Dr. Ahmed states that the response by the public, to these kits, has been positive. A paper by Dr. Ahmed, discusses the altered perceptions of consumers and enhanced motivation to change their dietary regimen based on the test results. Currently there are over 80 clinics across Canada, with trained dietitians, that offer the Nutrigenomix tests.
The information from commercially available tests is indeed empowering to the individual, however, the average Canadian needs to be better informed of the relevance of these tests. Mark Weir and others, in their survey, state that healthcare professionals (physicians, dietitians) would feel more confident of recommending such test kits if they are validated by Health Canada.
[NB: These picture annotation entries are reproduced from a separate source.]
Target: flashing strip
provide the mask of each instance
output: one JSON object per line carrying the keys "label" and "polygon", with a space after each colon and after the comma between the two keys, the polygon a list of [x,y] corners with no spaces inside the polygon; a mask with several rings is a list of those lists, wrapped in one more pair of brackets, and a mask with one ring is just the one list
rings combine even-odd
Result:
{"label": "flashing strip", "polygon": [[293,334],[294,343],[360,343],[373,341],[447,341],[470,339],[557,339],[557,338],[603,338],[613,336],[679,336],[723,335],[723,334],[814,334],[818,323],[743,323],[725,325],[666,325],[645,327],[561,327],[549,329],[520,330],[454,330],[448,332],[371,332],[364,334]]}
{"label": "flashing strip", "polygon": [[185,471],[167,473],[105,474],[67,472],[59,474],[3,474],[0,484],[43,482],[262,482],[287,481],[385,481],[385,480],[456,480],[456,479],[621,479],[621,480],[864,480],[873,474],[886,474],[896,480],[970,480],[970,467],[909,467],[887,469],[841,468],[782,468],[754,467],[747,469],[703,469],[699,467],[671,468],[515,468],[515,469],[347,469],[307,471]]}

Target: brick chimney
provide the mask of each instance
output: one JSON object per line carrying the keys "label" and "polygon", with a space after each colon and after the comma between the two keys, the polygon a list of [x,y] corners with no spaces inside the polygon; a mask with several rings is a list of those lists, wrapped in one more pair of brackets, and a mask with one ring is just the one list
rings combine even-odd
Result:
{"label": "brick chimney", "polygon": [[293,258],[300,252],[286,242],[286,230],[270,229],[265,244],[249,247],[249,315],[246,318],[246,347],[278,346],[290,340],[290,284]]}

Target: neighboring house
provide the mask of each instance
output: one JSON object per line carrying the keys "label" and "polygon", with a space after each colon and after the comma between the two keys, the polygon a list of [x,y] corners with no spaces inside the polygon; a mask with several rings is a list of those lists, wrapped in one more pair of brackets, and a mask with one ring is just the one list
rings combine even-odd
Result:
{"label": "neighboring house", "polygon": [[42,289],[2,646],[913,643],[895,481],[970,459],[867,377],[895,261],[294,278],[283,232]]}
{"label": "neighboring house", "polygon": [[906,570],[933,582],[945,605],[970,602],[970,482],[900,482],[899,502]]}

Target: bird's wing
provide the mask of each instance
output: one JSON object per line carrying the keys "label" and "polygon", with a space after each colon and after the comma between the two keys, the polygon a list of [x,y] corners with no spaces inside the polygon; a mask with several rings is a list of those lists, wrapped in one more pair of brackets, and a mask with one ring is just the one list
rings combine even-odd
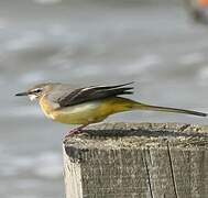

Currently, most commercially available test kits are available to the public irrespectiveof the recommendations of healthcare professionals. This poses concerns since the test kits may or may not provide comprehensive information, which will enable patients to make their own health and diet choices. It may also result in the use of some ineffective treatment strategies by the patient without a physician’s consent.
Dr. Ahmed states however, that there is a fundamental difference between the Nutrigenomix test kit and other commercially available test kits. The Nutrigenomix test kit is sold only through a trained dietitian-a healthcare professional under the title Registered Dietitian/Professional Dietitian/Dietitian- qualified to conduct these tests. Hospitals expressed a great deal of interest, in the Nutrigenomix kit, at a recent talk by Dr. Ahmed for Nutrition Awareness Month in March 2013 in Toronto.
While provincial healthcare plans currently do not cover these tests, some private healthcare plans cover a dietitian’s costs and some may even cover the costs of the test. With wider acceptance by healthcare professionals, nutrigenomics testing can provide patients with options for prevention that are tailored to their individual genetic profile.
The horizon of hope
The road to personalized nutrition has certainly been charted out. The prevalence of technology in every spectrum of human life is obvious and nonetheless so in the healthcare industry. Patients are feeling empowered with educational tools and internet resources. Physicians are aware of the numerous possibilities of the science of nutrigenomics, viz. personalized nutrition profiles to counter the risk of developing chronic diseases such as cancer, improving healthy lifestyles, and long-term reduction in healthcare costs.
A collaborative approach between physicians, dietitians, nutritional scientists and healthcare officials will stimulate and propel the field of nutrition and the integration of dietary supplements in cancer care. The horizon of personalized treatment is visible and with it, the possibility of a renewed lease on life.